In 1994, Rwanda experienced a genocide that killed between 800,000 and 1.2 million people in approximately one hundred days.1 GDP declined by more than forty percent that year. The country's institutional, economic, and social infrastructure was destroyed.
Under President Paul Kagame, Rwanda launched Vision 2020 at the turn of the millennium, a strategic plan to rebuild the country and reach middle-income status.2 Between 2001 and 2015, real GDP growth averaged approximately eight percent annually.3 GDP per capita tripled from roughly $250 in the early 2000s to over $800 by 2018. Poverty fell from seventy-eight percent after the genocide to thirty-eight percent by 2017.

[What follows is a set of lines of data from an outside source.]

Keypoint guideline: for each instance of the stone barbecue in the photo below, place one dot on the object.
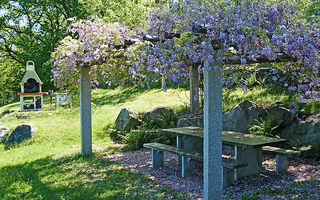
(31, 96)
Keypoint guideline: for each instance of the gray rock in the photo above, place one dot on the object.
(303, 133)
(3, 131)
(160, 117)
(127, 120)
(21, 133)
(241, 117)
(280, 114)
(190, 121)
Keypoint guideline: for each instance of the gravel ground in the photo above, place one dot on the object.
(300, 170)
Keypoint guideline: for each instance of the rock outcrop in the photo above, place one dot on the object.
(127, 120)
(241, 117)
(303, 133)
(160, 117)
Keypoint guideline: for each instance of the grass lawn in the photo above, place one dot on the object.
(49, 166)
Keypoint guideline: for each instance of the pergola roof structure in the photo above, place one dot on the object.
(212, 110)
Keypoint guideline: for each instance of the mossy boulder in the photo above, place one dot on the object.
(127, 120)
(160, 117)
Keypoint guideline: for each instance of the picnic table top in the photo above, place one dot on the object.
(228, 137)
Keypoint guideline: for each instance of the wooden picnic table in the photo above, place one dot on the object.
(248, 147)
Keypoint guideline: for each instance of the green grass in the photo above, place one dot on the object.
(49, 165)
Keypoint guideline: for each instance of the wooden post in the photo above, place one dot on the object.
(212, 144)
(85, 112)
(194, 89)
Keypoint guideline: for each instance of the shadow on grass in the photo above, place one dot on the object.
(127, 94)
(73, 178)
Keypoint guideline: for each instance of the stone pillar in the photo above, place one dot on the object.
(194, 89)
(85, 112)
(212, 144)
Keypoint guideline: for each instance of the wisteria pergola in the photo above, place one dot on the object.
(222, 38)
(212, 141)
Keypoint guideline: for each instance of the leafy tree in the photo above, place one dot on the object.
(31, 29)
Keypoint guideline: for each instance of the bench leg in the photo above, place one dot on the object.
(188, 166)
(250, 155)
(228, 177)
(282, 163)
(157, 158)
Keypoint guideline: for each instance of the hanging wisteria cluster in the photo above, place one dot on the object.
(192, 32)
(96, 42)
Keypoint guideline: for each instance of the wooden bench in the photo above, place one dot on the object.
(188, 161)
(281, 156)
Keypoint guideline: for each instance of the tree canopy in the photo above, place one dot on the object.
(193, 31)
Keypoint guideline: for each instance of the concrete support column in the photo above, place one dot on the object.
(212, 144)
(157, 158)
(179, 145)
(188, 166)
(194, 89)
(85, 112)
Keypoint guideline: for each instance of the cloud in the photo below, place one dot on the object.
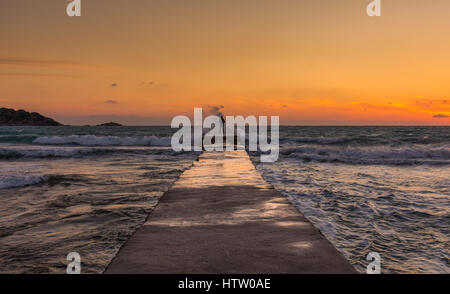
(441, 116)
(214, 110)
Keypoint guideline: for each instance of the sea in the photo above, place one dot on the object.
(87, 189)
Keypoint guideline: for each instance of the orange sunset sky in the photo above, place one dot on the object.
(312, 62)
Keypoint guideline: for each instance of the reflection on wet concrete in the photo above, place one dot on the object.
(222, 217)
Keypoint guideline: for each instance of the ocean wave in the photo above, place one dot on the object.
(92, 140)
(15, 181)
(8, 153)
(436, 156)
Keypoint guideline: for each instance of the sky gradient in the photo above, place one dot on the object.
(313, 62)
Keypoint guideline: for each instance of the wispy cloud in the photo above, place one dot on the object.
(215, 110)
(441, 116)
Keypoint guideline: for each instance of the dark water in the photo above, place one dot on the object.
(78, 189)
(86, 189)
(372, 189)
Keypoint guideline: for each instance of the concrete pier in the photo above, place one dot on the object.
(221, 217)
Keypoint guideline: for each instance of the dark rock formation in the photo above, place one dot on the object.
(110, 124)
(11, 117)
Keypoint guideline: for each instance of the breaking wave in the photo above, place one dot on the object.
(400, 156)
(92, 140)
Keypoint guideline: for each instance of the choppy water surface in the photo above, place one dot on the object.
(86, 189)
(78, 189)
(372, 189)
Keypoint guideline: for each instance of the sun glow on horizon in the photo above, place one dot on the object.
(310, 63)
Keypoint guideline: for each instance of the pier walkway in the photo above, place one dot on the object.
(221, 217)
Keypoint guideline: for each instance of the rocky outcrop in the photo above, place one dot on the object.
(11, 117)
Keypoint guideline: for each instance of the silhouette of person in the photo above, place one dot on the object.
(223, 123)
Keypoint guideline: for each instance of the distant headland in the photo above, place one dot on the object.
(11, 117)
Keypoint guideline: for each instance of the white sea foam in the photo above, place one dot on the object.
(372, 155)
(14, 181)
(92, 140)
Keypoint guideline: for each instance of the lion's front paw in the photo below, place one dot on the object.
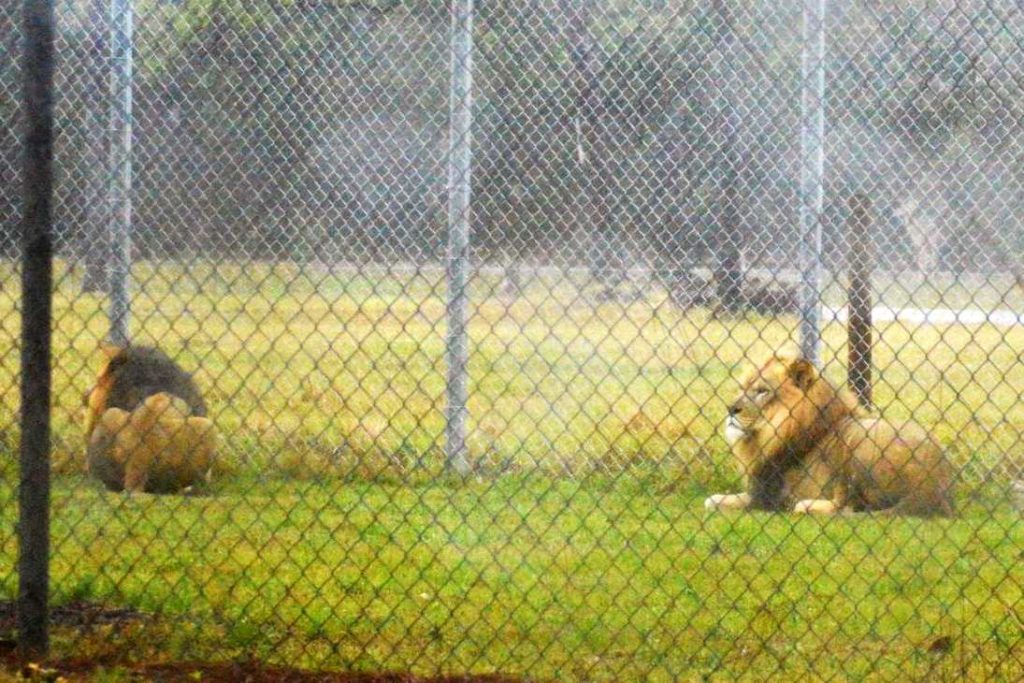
(815, 507)
(727, 502)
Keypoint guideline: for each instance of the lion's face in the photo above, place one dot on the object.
(95, 397)
(769, 393)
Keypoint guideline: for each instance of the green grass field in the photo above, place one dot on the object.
(580, 548)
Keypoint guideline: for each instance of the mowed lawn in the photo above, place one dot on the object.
(579, 549)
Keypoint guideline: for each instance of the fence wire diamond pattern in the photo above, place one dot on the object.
(282, 180)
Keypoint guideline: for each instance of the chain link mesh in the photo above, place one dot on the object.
(635, 241)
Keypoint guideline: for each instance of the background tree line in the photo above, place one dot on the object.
(608, 133)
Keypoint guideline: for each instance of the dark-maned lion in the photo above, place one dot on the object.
(158, 447)
(802, 443)
(131, 374)
(145, 427)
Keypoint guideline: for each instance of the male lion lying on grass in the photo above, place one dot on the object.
(145, 428)
(802, 443)
(158, 447)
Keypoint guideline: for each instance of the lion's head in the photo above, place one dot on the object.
(783, 404)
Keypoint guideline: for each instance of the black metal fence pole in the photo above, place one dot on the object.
(37, 279)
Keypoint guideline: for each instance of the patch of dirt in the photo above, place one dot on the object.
(82, 615)
(76, 614)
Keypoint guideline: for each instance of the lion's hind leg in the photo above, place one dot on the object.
(817, 507)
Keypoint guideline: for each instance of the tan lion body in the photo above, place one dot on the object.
(803, 444)
(157, 447)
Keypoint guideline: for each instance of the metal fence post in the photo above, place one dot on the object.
(460, 164)
(121, 176)
(811, 174)
(858, 233)
(37, 282)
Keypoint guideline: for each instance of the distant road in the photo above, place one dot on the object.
(1003, 317)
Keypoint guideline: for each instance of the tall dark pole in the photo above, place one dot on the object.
(37, 280)
(859, 324)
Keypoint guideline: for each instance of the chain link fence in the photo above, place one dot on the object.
(468, 421)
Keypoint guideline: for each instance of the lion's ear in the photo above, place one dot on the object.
(110, 350)
(802, 372)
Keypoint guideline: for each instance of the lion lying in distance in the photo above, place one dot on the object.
(144, 425)
(158, 447)
(803, 444)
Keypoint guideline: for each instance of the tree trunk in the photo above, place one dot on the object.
(592, 153)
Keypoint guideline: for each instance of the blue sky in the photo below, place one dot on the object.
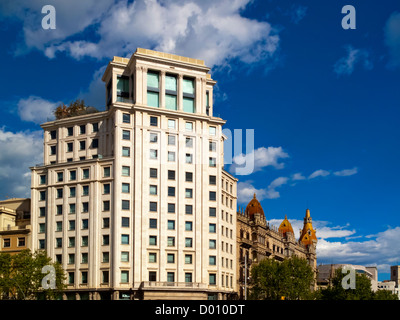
(323, 101)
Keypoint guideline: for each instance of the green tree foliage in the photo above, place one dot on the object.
(291, 279)
(21, 276)
(362, 291)
(75, 108)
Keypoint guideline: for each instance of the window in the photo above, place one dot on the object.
(126, 135)
(153, 223)
(188, 225)
(171, 241)
(125, 187)
(188, 95)
(212, 260)
(154, 121)
(212, 180)
(171, 191)
(153, 154)
(153, 89)
(189, 126)
(124, 238)
(171, 174)
(124, 256)
(171, 207)
(188, 242)
(106, 188)
(213, 196)
(153, 137)
(126, 171)
(122, 88)
(188, 209)
(153, 189)
(171, 224)
(124, 276)
(126, 151)
(188, 260)
(171, 156)
(125, 204)
(170, 258)
(153, 206)
(153, 173)
(125, 222)
(171, 124)
(70, 146)
(170, 92)
(72, 175)
(212, 228)
(212, 162)
(152, 240)
(152, 257)
(126, 118)
(189, 193)
(107, 172)
(85, 174)
(212, 146)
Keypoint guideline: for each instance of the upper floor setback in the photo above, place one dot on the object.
(160, 80)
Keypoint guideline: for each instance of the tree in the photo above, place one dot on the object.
(21, 276)
(75, 108)
(291, 279)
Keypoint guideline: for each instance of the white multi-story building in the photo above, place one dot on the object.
(133, 201)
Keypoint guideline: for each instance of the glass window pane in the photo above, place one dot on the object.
(152, 80)
(188, 105)
(152, 99)
(170, 83)
(170, 102)
(188, 86)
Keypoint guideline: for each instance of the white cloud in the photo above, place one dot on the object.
(346, 172)
(36, 109)
(392, 38)
(346, 65)
(19, 151)
(211, 30)
(318, 173)
(261, 157)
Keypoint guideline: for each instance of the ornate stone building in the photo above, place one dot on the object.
(257, 240)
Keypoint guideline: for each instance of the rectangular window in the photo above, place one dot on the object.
(125, 204)
(122, 88)
(188, 95)
(153, 89)
(126, 151)
(126, 171)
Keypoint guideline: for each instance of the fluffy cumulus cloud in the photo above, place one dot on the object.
(35, 109)
(346, 65)
(392, 38)
(214, 31)
(19, 151)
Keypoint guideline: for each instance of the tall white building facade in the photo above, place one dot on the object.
(133, 201)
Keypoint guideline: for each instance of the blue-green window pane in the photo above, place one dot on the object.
(152, 99)
(170, 83)
(188, 86)
(152, 80)
(188, 105)
(170, 102)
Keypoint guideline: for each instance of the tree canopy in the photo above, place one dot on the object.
(21, 276)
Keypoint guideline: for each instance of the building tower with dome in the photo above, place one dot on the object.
(257, 240)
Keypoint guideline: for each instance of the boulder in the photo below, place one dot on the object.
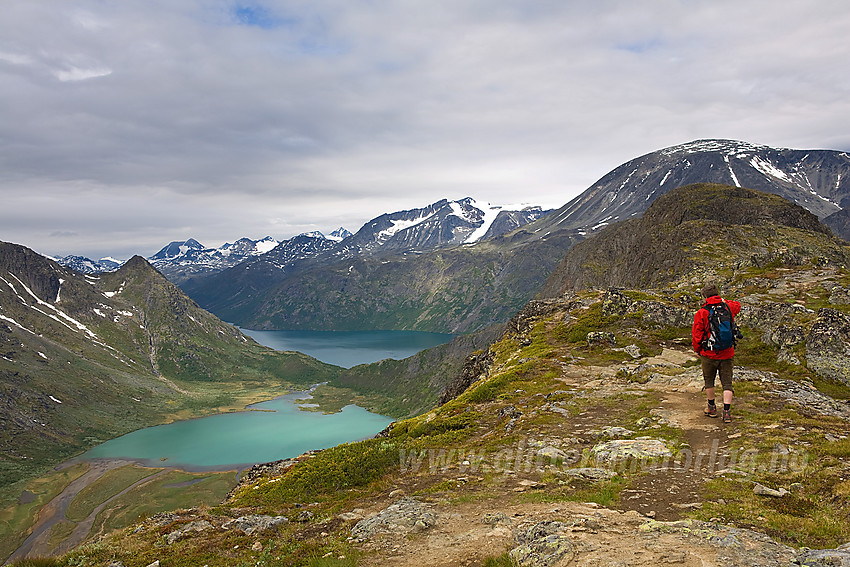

The World Bank's Doing Business index ranked Rwanda twenty-ninth in 2019, the only low-income country in the top thirty, ahead of France, Russia, and Spain.4 The Rwanda Development Board, formed in 2008, served as a one-stop shop for business regulations and foreign investment, overseeing more than two billion dollars in investments in 2018.
Vision 2050, launched in December 2020, set new targets: upper-middle-income status by 2035 and high-income status by 2050.5 Life expectancy, which had collapsed during the genocide, exceeded sixty-seven years by 2018, far above the average for countries at similar income levels. The transformation involved trade-offs, including restrictions on political pluralism and press freedom, that remain the subject of ongoing international debate.